Letzte Produktion des Berner Gurten-Theaters mit Livia Anne Richard
Ein Generationenhaus, Nähe, Distanz, Humor und Nachdenklichkeit: mit einem Stück, so vielfältig wie das Leben, setzt das Berner Theater Gurten mit seiner langjährigen Autorin und Regisseurin Livia Anne Richard diesen Sommer einen Schlusspunkt hinter seine Arbeit.

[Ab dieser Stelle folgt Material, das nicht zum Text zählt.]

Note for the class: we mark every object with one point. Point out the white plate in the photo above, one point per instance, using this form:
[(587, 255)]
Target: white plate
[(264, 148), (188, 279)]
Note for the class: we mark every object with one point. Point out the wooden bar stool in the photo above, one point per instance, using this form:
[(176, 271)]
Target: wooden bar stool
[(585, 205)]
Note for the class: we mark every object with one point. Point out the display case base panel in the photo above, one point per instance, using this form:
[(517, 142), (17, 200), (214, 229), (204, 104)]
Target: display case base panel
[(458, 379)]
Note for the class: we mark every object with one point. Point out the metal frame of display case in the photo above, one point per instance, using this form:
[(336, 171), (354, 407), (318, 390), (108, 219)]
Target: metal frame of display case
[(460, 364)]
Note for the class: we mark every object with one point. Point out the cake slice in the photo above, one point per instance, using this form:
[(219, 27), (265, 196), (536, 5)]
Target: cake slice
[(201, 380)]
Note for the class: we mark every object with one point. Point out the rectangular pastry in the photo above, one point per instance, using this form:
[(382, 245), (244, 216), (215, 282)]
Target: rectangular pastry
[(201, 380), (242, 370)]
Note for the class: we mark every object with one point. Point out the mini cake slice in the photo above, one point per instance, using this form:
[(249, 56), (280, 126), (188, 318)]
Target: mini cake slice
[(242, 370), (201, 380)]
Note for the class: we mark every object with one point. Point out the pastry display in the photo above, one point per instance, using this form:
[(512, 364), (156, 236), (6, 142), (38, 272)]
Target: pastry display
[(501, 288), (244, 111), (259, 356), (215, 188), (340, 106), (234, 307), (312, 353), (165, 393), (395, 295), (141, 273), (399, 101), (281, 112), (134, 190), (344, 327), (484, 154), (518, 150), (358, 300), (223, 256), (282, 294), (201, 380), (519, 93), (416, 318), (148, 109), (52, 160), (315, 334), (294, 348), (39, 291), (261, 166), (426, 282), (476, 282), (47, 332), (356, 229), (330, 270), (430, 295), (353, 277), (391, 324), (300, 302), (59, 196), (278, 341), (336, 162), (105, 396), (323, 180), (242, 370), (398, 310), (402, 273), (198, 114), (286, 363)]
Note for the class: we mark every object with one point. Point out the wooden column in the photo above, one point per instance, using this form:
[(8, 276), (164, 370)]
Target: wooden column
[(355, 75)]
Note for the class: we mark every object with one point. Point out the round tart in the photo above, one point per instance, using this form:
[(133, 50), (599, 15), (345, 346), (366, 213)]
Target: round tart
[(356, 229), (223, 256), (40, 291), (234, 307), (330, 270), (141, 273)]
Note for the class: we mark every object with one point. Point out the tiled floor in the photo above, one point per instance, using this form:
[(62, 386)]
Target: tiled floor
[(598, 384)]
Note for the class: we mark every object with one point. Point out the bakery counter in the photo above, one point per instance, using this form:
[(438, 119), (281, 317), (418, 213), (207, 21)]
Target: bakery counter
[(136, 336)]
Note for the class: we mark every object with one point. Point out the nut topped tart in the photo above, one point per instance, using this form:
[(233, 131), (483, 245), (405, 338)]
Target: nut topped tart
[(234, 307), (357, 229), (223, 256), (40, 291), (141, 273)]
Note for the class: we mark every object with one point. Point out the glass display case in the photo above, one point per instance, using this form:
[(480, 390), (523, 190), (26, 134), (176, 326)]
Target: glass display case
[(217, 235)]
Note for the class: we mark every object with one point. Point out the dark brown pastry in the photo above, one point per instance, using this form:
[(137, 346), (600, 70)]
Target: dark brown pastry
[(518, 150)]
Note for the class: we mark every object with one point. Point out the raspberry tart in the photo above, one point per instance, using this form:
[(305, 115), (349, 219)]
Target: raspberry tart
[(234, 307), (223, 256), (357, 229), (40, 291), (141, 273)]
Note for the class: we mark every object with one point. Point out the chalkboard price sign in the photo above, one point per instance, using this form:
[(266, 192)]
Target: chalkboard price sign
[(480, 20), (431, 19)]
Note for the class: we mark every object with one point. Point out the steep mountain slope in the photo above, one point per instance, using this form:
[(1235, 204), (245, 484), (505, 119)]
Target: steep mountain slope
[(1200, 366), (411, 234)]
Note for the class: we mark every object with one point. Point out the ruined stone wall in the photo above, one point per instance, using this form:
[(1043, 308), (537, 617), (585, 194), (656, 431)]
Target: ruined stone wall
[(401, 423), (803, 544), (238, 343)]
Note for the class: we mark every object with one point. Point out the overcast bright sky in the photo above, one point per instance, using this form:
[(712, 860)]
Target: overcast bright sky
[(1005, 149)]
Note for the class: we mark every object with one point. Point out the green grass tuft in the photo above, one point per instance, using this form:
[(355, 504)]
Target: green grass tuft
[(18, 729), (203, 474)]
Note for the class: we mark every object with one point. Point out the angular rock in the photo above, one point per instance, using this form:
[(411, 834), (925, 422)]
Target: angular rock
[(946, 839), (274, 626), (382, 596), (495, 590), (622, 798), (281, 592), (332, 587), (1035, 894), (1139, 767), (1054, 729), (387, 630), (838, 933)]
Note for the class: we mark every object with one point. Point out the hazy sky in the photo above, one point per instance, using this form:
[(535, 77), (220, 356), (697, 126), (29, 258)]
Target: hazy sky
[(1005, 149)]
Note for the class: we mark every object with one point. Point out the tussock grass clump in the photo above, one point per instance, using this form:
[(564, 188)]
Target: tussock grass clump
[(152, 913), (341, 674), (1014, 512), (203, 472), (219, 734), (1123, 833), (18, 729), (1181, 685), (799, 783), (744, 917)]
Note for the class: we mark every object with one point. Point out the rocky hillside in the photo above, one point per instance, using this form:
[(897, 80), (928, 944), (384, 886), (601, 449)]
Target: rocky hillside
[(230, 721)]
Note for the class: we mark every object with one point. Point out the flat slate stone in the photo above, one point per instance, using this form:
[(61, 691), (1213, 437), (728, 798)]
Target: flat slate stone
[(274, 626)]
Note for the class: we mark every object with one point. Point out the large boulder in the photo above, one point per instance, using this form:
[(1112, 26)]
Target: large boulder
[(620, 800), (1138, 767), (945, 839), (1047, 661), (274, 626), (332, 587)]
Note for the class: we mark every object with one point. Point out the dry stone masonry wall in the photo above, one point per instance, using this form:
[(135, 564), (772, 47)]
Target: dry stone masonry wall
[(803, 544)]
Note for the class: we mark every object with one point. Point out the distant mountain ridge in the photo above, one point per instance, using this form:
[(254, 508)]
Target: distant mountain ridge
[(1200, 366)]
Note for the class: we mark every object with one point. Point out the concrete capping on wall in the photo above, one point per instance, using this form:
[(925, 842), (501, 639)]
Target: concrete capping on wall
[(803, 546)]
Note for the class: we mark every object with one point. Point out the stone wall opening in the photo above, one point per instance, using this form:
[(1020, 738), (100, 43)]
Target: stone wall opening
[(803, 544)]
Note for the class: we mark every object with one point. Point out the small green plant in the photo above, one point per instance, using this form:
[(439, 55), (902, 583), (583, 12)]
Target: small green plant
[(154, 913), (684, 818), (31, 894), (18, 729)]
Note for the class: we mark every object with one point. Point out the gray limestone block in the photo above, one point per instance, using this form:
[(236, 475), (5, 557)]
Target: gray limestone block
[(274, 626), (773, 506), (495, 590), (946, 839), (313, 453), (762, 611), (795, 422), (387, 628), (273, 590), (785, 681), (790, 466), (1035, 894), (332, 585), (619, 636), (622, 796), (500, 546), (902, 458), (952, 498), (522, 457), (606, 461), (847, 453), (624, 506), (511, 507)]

(Keystone-SDA) Seit 2002 steht des Theater Gurten für eigenständige Freilichtinszenierungen, in denen Richard gesellschaftsrelevante und aktuelle Themen aufgreift. Von der Absurdität von Einbürgerungsverfahren, über Leistungsdruck, Partnersuche bis hin zum Mit- und Gegeneinander im Mikrokosmos Schrebergarten reicht die Palette. Auch Berner Originale wie Dällebach Kari oder der Physiker Albert Einstein wurden in Theaterproduktionen zum Leben erweckt.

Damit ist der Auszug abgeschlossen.